Subject: Tom Swifties (Page 21)

“I teach economics at the university,” Tom professed.

“I’m not going to give up anything this Easter,” said Tom relentlessly.

“I write elevator music,” Tom noted.

“I don’t work here on a regular basis,” said Tom casually.

“That city will never be rebuilt,” the prophets babble on.


“The phone reception here is excellent,” he said clearly.

“Look at my shiny kitchen floor”, said Tom, waxing enthusiastic.

“I had an accident in the kitchen,” said Tom with panache.

“We can’t let the fire die out,” Tom bellowed.

“I’m swimming in the middle of Paris!” shouted Tom insanely.

“Goodbye, and thanks for the radio”, said Tom with a short wave.

“I’ve thought of another exception,” Tom rebutted.

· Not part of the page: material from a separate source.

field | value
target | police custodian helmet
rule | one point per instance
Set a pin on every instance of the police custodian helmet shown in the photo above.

“My pants are too tight,” Tom burst out.

“I’d like to make a toast,” Tom said warmly.

“Let’s take a vacation in the south of France,” said Tom nicely.

“Don’t you dare shoot that rubberband at me!” she snapped.

“I’ve paid my annual subscription,” Tom remembered.

“The food here is terrible,” he muttered, swallowing his words.

“Ein, zwei, drei, fünf,”” said Tom fearlessly.

“This Bud’s for you,” said Tom lightly.

“The optician probably doesn’t have my glasses ready yet,” Tom speculated.